Each of us needs to be able to build an effective team. We have a tendency to view team-building as a manager-only skill and it’s true that managers need to be able to build effective teams. But we can also be asked to assemble a team as part of a company project, employee committee or in our volunteer lives.
So regardless of our job title, we need to know some proven methods for building and maintaining team effectiveness. Here are 5 strategies that can help:
- Develop SMART goals to keep the team focused. Once you’ve used RACI to define roles and responsibilities, consider using the SMART acronym to guide the goals and actions of the team. SMART stands for specific, measurable, actionable, responsible and time-bound.
* Specific represents the goal or action the team is going to take. (What’s our plan?)
* Measurable defines the outcome or result. (What does success look like?)
* Actionable lists the individual steps needed to achieve the goal. (How will we accomplish our plan?.
* Responsible indicates who will handle each step. (Who will be responsible?
* Time-bound attaches a date for completion. (When will we get this done?)
- Use RACI to clarify team member roles and responsibilities. One of the biggest mistakes I see team leaders make is taking on too much responsibility. Get other team members involved using the RACI acronym: responsible, accountable, consult, and inform.
Here’s how the individual roles can be defined using RACI: “R” (Responsible) represents the people who are responsible for doing the work. “A” (Accountable) stands for the person who will be accountable for the final outcome of the project. “C” (Consult) is for the subject matter experts whose knowledge and expertise is required. Lastly, “I” (Inform) includes the senior leader who is sponsoring or supporting the project.
- Provide the group with team training and team building. Team building and team training are two different things according to Dr. Eduardo Salas, Trustee Chair and Pegasus Professor of Psychology at the University of Central Florida.
Team training is focused on specific teamwork competencies — the knowledge, skills and attitudes needed to be a good team player and work well with others. Team building is usually about role clarification, goal setting or interpersonal relationships.

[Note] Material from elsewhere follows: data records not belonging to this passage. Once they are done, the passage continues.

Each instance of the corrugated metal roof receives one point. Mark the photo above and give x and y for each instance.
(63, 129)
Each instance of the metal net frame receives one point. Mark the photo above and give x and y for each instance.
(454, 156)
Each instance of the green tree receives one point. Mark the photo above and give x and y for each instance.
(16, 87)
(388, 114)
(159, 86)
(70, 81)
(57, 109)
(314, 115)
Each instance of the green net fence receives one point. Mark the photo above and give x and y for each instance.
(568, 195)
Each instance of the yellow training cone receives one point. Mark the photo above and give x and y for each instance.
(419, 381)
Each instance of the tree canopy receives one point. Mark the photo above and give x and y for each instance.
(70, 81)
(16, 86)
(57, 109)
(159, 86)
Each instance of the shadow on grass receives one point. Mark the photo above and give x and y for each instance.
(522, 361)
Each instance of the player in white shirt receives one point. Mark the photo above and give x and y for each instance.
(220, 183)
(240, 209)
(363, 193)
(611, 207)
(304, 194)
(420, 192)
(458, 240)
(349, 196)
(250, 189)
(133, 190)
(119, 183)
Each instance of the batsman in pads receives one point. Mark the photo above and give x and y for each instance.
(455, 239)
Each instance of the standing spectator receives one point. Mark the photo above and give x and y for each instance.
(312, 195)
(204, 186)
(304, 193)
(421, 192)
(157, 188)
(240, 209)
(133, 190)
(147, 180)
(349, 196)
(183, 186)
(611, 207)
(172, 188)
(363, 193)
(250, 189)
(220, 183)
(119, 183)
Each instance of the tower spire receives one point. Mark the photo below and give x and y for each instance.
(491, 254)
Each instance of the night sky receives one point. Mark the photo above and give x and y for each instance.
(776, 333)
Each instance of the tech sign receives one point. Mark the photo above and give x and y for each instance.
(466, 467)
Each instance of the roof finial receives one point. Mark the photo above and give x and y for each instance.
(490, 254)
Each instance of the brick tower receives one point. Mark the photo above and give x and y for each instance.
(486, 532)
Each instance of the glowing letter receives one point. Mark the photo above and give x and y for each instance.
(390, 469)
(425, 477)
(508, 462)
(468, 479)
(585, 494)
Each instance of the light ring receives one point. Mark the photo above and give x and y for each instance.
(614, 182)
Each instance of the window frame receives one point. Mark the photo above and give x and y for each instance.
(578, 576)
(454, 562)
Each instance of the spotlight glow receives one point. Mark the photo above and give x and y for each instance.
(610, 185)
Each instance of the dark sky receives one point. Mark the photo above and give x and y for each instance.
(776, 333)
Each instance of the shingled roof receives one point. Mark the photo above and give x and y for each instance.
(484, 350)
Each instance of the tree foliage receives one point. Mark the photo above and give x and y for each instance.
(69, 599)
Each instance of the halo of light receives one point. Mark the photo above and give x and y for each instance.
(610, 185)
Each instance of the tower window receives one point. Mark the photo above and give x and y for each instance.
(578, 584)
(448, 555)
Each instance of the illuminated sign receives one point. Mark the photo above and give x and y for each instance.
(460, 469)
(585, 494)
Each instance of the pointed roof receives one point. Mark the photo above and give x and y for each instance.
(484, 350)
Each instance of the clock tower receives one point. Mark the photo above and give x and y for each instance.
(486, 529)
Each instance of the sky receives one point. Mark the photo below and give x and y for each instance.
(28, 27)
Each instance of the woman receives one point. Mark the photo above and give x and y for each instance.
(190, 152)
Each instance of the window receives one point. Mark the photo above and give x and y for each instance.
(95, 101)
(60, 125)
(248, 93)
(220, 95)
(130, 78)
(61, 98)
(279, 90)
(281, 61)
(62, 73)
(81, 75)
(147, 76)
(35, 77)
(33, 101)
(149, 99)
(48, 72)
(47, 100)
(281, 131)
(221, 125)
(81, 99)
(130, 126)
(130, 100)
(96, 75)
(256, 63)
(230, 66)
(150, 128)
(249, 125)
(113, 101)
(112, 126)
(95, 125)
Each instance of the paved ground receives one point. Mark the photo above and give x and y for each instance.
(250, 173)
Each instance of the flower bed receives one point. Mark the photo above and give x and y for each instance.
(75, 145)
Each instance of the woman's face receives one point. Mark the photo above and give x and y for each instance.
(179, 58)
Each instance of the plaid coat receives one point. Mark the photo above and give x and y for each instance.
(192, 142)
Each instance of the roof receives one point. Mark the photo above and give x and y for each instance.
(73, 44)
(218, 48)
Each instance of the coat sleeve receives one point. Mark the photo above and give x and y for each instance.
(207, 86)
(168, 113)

Both have a place and can yield positive results, if designed appropriately.
- Deliver problem-solving training and a model to use. Often the reason teams work together is to solve problems. So giving the team a consistent way of addressing problems is productive. I use a three step approach called STP – assess the Situation, identify the Target, and generate Proposals. It can be used for both problem-solving and conflict management.
During the Situation phase, ask the “who, what, where, when and why” questions to fully understand the situation. In identifying the Target, reach consensus on ultimately the best solution to target. Then, generate the Proposals that address the situation and reach the target.
- Conduct regular debriefs! Teams that conduct regular debrief activities perform on average 20 percent better, according to Dr. Scott Tannenbaum, president of The Group for Organizational Effectiveness. Debrief activities do not have to be long or complex.
An easy-to-remember two-step debrief is to ask the team: 1) What did we do well? And 2) What can we do differently next time? Sometimes human nature is to focus on the negative so always start with asking what went well. Then give people the chance to talk about changes. Also, as the team leader, let the group speak first. You’ll find most of their observations are spot-on and you can use your comments to build the team up for the next task.
Whether you’re a team member or a team leader, these strategies can improve the effectiveness of groups and committees. It can make the team more focused and productive. And as team members learn these methods and strategies, they can take them to their next team leader opportunity.